Fietsen hebben soms een klassieke bolhoorn, die wordt bediend door in een rubberen bol te knijpen die aan een metalen hoorn is bevestigd. Door in de bol te knijpen wordt lucht door een stalen riet in de keel van de hoorn geperst, waardoor deze gaat trillen en een enkele toon produceert. De uitwaaierende hoorn past de akoestische impedantie van het riet aan de open lucht aan, waardoor de geluidsgolven efficiënt worden uitgestraald en het geluid luider wordt. Andere soorten hoorns die op fietsen worden gebruikt, zijn hoorns die op batterijen werken (soms zijn er zelfs autohoorns op 12-voltcircuits in verwerkt) en kleine luchthoorns die worden aangedreven door een klein blikje samengeperst gas.

MotorvoertuigenEdit

Moderne elektrische claxons gemonteerd in motorcompartiment

Claxon van Rolls Royce Phantom I Open Tourer Windovers (1926)

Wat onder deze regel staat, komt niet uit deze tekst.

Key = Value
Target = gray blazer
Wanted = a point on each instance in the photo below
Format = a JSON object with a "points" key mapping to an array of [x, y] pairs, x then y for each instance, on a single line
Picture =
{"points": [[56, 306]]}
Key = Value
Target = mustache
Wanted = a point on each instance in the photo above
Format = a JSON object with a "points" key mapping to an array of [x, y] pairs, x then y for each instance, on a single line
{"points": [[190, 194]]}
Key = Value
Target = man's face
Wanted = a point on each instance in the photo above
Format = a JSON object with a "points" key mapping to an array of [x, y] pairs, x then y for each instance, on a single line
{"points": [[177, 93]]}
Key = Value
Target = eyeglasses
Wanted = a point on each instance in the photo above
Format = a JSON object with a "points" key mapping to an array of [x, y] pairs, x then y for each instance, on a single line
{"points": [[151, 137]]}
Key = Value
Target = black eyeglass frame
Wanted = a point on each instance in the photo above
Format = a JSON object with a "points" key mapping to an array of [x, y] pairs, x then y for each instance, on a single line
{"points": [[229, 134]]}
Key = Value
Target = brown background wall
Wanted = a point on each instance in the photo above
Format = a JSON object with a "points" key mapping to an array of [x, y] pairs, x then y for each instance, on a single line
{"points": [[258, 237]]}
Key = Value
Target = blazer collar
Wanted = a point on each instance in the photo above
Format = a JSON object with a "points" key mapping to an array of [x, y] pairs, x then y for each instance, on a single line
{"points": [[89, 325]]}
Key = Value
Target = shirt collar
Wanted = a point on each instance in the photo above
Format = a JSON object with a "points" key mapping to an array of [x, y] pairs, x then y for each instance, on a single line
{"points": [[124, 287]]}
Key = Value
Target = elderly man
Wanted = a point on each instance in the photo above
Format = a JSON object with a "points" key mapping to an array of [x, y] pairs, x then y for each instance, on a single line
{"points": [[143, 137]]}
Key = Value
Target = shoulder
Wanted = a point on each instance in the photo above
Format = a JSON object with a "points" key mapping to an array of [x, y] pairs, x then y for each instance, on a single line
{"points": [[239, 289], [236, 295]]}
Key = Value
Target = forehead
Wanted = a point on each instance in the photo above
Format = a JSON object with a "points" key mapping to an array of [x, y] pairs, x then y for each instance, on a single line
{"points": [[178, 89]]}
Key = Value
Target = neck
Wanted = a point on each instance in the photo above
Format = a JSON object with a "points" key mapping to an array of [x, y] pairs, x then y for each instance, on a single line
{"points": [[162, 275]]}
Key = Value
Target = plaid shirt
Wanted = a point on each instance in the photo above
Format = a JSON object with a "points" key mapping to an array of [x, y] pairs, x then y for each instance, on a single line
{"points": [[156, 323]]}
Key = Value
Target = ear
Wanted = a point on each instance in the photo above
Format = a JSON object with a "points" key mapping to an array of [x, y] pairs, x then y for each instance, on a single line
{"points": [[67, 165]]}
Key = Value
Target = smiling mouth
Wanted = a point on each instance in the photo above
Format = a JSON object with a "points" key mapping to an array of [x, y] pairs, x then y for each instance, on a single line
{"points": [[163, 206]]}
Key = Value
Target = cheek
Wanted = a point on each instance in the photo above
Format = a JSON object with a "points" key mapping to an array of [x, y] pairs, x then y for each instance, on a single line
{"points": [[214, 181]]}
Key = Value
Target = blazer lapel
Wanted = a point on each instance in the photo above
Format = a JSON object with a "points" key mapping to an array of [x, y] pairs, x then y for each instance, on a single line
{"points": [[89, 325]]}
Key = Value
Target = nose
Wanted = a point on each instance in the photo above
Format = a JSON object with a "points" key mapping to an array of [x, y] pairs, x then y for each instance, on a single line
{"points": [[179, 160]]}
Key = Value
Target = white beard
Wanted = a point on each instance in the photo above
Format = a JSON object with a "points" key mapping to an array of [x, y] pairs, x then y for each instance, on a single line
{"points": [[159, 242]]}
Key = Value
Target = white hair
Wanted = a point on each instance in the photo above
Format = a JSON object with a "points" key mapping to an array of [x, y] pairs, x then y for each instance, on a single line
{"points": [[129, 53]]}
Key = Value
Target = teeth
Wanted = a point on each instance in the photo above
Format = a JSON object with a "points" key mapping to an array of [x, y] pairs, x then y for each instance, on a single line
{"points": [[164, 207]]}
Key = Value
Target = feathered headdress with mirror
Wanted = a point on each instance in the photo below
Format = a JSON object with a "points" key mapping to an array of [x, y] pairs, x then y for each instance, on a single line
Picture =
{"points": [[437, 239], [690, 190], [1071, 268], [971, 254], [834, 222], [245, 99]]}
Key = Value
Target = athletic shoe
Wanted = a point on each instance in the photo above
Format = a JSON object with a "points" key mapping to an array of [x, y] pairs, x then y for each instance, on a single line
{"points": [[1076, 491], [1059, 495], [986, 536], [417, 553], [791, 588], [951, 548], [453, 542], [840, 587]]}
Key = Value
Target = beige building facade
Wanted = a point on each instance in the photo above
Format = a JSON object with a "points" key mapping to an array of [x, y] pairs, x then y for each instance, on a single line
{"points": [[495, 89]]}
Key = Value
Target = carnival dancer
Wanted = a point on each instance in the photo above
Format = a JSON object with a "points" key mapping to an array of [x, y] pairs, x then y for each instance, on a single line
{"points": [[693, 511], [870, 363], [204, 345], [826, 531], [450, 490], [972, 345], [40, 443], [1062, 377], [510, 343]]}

Oliver Lucas uit Birmingham, Engeland, ontwikkelde een standaard elektrische autoclaxon in 1910. Autoclaxons zijn meestal elektrisch, aangedreven door een plat rond stalen diafragma waarop een elektromagneet in één richting werkt en een veer in de tegenovergestelde richting. Het diafragma is verbonden met contactpunten die herhaaldelijk de stroom naar die elektromagneet onderbreken, waardoor het diafragma de andere kant opveert, waardoor de stroomkring weer compleet wordt. Deze regeling opent en sluit de stroomkring honderden keren per seconde, waardoor een luid geluid ontstaat zoals bij een zoemer of een elektrische bel, welk geluid in een hoorn terechtkomt om te worden versterkt. Er is gewoonlijk een schroef om de afstand/spanning van de elektrische contacten in te stellen voor de beste werking. Een spiraalvormige exponentiële hoornvorm (soms “slak” genoemd) is in het huis van de hoorn gegoten, om de akoestische impedantie van het diafragma beter af te stemmen op de open lucht, en zo de geluidsenergie effectiever over te brengen. De geluidsniveaus van typische autotoeters zijn ongeveer 107-109 decibel, en zij trekken gewoonlijk 5-6 ampère stroom.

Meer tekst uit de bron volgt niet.